In light of this exception, sophisticated employers will want to specifically document in job descriptions, such as for human resource positions, that a job requires confidentiality with regard to information acquired in carrying out the job functions, Goldstein recommended.
Contractors must inform employees and applicants of the prohibition on discrimination by incorporating the changes into existing employee manuals, he stressed. They also must post copies of the Office of Federal Contract Compliance Programs (OFCCP) pay transparency provision in conspicuous places, either electronically or in the physical workplace. Goldstein noted that companies with online careers pages also should include the OFCCP provision with their online application form.
Ramón added that the EEOC policy posting already required in workplaces also must be amended to include the new anti-discrimination protections.
In addition, contractors should review all their written employee communications, including offer letters, retention agreements and new-hire materials, and eliminate any confidentiality language, Murphy urged. He also suggested that employers rethink the need for confidentiality clauses in certain documents.
For example, although severance agreements aren't specifically included in the definition of compensation, they are generally negotiated as confidential arrangements. In light of the interim rule, he suggested that it might be wise to omit any mention of severance being paid on the basis of an individual's service with the company and instead state that it is being offered in exchange for a release of any claims against the employer.
Employee Training Is Critical
It is critical that contractors train their supervisors and managers on the requirements of the rule, Murphy said: "Robust communication with supervisors and managers is essential to ensure that they appreciate these changes."
Because the interim rule protects an employee's right to share information obtained legally, employers can't discipline employees in situations where compensation information is accidentally found and subsequently shared, Goldstein said. For this reason, employers should establish general policies and practices stating that employees shouldn't go into colleagues' desks or rummage through their trash. Further, sensitive documents should be shredded or placed in a secure receptacle for shredding, rather than being thrown in the trash, he said.

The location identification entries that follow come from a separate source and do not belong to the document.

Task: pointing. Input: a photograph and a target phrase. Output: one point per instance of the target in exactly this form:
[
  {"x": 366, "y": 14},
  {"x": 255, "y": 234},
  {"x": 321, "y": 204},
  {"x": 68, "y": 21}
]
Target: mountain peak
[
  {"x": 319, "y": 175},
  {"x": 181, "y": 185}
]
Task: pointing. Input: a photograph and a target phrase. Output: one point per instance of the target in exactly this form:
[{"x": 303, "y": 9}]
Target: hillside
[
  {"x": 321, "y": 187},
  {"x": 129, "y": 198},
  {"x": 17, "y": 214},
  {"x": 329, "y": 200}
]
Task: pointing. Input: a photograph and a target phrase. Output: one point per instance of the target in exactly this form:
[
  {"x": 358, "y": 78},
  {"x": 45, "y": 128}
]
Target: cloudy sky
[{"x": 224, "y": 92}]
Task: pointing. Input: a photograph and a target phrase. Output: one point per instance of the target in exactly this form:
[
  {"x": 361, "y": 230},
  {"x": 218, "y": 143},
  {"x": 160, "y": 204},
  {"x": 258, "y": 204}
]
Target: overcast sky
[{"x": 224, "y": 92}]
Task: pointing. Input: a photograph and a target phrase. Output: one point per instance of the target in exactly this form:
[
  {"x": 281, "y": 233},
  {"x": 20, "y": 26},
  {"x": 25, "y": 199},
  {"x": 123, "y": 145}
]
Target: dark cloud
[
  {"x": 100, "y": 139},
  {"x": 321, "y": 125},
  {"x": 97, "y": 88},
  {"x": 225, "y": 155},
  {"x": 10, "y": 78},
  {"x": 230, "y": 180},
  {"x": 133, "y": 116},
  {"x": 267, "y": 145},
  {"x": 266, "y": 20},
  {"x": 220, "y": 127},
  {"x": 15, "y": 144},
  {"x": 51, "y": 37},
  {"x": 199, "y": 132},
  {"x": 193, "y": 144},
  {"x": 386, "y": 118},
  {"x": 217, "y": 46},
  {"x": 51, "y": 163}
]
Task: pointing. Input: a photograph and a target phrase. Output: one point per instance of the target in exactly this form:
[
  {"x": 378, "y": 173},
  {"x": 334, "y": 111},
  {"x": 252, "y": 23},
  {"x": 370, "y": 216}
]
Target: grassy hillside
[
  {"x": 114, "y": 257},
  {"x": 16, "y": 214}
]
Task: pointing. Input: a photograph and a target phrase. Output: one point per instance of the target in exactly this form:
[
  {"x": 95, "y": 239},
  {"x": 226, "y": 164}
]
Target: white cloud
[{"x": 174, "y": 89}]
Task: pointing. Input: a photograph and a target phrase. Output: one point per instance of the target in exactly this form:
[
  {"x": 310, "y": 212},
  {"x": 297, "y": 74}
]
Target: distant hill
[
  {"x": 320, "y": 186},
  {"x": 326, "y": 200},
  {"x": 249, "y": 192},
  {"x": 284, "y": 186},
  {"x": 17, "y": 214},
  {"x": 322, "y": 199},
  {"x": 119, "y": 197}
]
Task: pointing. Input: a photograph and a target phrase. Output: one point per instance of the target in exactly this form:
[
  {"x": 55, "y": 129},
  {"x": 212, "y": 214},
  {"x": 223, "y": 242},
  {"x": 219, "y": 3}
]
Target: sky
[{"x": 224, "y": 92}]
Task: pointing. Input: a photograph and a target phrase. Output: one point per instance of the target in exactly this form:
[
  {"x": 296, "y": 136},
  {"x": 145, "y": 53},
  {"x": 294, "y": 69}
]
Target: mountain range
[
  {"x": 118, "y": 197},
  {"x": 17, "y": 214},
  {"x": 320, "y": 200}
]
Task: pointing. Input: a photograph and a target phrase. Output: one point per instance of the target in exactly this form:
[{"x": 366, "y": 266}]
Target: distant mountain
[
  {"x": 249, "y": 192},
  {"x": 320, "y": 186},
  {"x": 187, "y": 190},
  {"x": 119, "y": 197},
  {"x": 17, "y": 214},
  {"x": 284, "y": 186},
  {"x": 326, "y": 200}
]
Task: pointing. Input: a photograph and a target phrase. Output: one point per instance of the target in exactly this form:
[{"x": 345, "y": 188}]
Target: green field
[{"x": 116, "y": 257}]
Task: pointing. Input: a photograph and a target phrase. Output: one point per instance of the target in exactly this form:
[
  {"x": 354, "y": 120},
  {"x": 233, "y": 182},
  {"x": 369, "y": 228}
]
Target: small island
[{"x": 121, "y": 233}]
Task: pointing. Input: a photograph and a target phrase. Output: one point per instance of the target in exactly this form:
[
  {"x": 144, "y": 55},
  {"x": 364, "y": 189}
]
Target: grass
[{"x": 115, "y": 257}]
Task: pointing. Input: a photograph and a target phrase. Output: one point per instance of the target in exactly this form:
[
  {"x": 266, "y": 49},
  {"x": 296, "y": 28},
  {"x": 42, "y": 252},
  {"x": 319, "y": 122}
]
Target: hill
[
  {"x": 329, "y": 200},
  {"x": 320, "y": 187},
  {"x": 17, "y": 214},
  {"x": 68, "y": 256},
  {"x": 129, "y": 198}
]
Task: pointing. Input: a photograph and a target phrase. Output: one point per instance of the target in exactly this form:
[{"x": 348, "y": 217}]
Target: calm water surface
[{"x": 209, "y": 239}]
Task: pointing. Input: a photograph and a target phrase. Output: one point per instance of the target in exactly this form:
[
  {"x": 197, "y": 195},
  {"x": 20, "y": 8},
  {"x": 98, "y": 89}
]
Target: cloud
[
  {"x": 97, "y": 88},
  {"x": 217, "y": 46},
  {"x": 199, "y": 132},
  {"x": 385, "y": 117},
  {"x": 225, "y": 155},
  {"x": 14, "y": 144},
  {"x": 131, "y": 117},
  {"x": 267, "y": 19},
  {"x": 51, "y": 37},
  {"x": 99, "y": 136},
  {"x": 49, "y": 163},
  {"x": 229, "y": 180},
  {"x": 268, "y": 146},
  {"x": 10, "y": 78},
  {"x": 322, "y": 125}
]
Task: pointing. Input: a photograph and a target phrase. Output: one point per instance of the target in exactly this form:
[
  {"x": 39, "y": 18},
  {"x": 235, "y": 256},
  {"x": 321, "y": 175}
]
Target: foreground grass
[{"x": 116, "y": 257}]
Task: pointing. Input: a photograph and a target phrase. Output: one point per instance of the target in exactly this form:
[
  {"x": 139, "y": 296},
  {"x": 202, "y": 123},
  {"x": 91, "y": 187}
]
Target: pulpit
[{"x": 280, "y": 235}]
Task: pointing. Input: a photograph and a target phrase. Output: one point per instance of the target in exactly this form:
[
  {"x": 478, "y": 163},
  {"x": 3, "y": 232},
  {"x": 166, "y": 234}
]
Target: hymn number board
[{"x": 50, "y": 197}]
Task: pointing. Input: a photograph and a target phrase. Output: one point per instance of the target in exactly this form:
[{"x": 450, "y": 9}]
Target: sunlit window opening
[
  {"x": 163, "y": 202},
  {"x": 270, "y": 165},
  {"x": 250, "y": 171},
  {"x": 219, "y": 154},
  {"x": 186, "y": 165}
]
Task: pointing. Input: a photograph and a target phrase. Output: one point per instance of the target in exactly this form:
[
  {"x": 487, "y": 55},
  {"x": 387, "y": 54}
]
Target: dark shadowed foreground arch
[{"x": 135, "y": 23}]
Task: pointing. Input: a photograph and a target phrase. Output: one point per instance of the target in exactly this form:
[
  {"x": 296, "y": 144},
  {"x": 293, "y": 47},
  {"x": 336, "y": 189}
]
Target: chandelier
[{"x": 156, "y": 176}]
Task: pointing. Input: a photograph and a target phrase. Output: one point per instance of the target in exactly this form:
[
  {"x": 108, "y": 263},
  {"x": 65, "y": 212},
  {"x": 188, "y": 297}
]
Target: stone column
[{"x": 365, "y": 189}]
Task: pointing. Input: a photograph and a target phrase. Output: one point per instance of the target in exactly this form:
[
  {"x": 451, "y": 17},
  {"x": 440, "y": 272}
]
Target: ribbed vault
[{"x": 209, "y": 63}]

"Put general policies and practices into place that will limit the likelihood of employees accidentally learning of their colleagues' compensation and then train your employees to properly follow the policies and practices," Goldstein stated.
The Labor Department estimates that implementation of the rule will affect about 500,000 contractors at a first-year cost to each firm of roughly $85. Goldstein, Ramón and Murphy disputed the cost estimate as being much too low.
"The estimated cost is way, way below any actual costs incurred in the real world," Ramón said, noting that consulting legal counsel, revising postings and amending handbooks would add up to much higher compliance costs.
The FAR Council will accept public comments on the interim rule until Nov. 29.
Rosemarie Lally, J.D., is a freelance legal writer and editor based in Washington, D.C.